Cette idée n’a rien d’exceptionnel dans la mythologie grecque. Les héros majeurs ont souvent une ascendance mixte, parce qu’elle explique à la fois leur force, leur singularité et leur destin hors norme. Chez Thésée, la paternité de Poséidon donne un sens particulier à sa proximité avec la mer, aux épreuves maritimes de son récit et à l’image d’un héros capable de franchir des seuils que les autres hommes ne franchissent pas.
On le voit bien dans l’épisode crétois où le roi Minos met Thésée au défi de prouver sa filiation en rapportant un anneau jeté à la mer. Ce type de scène fonctionne comme une mise à l’épreuve symbolique : si le héros réussit, c’est qu’il appartient bien à un monde où le divin et le royal se rencontrent.
À mes yeux, c’est là que le mythe devient le plus parlant. Poséidon ne sert pas seulement à “faire joli” dans la généalogie. Il transforme Thésée en héros de frontière, à l’aise dans la cité, dans le voyage, dans le danger et dans l’espace marin. La suite logique de cette lecture, c’est de comprendre ce que cette double origine dit d’Athènes elle-même.
Ce que cette double origine change dans la lecture du mythe
La généalogie de Thésée n’est pas un simple arbre familial. Elle sert à expliquer pourquoi Athènes peut le considérer comme un héros fondateur. Égée l’inscrit dans la royauté ; Poséidon lui donne un relief mythique ; ensemble, ils fabriquent une figure capable de dépasser le statut d’un prince ordinaire.
Il y a aussi une lecture politique. Dans les mythes grecs, la lignée sert souvent à justifier un ordre, une ville, une mémoire collective. Thésée devient alors plus qu’un personnage d’exploit : il incarne une Athènes qui veut se penser à la fois noble, puissante et protégée par le divin. Sa naissance à Trézène, loin de la capitale, renforce même cette tension entre origine cachée et destin public.
Je retiens trois effets concrets de cette double filiation :
- elle rend le héros légitime aux yeux des hommes ;
- elle le rend exceptionnel aux yeux du lecteur du mythe ;
- elle permet à Athènes de raconter son passé comme une histoire de sang, de signe et de destin.
Autrement dit, la question n’est pas seulement “qui est son père ?”, mais “pourquoi le mythe a-t-il besoin de deux pères ?”. La réponse se trouve dans cette manière très grecque d’unir politique, religion et grandeur héroïque.
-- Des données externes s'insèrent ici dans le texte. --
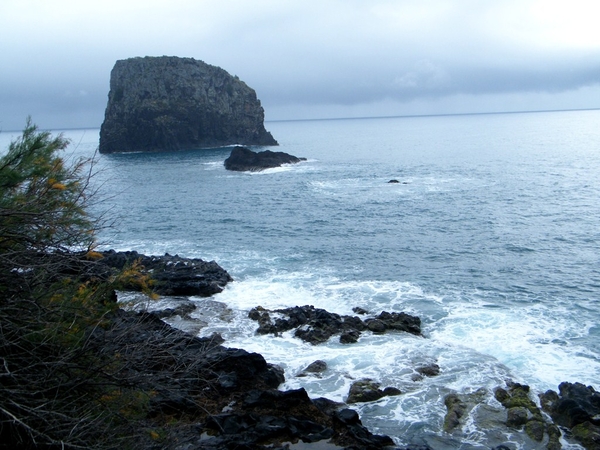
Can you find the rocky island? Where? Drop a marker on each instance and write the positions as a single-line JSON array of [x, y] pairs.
[[170, 103], [243, 159]]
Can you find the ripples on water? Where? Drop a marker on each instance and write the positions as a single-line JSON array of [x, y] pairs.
[[492, 237]]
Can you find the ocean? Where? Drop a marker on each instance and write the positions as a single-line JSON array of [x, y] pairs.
[[491, 237]]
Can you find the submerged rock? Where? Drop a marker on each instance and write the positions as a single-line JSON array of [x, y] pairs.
[[576, 407], [316, 326], [367, 390], [168, 103], [243, 159]]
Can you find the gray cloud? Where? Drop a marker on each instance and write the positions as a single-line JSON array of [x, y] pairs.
[[307, 59]]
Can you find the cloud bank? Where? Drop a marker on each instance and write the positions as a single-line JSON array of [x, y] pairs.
[[311, 59]]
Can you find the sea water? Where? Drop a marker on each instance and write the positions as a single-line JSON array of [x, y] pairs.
[[491, 237]]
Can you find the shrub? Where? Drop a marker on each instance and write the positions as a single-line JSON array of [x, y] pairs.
[[52, 377]]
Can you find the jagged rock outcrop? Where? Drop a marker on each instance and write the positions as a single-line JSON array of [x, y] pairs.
[[171, 275], [243, 159], [315, 325], [169, 103]]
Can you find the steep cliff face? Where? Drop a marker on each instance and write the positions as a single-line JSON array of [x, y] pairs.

La formule la plus juste à retenir pour ne pas simplifier le mythe
Si vous cherchez une réponse nette, gardez celle-ci en tête : Égée est le père mortel de Thésée, et Poséidon son père divin dans certaines traditions. C’est la formulation la plus fidèle aux récits antiques et la plus utile si l’on veut éviter une version trop réductrice du personnage.
Pour aller plus loin, je dirais même que cette double paternité est l’une des clés de lecture du héros. Elle explique sa naissance, sa place dans la lignée athénienne et sa stature singulière dans la mythologie grecque. Thésée n’est pas seulement fils de roi ou fils de dieu : il est les deux à la fois, et c’est précisément ce qui fait sa force narrative.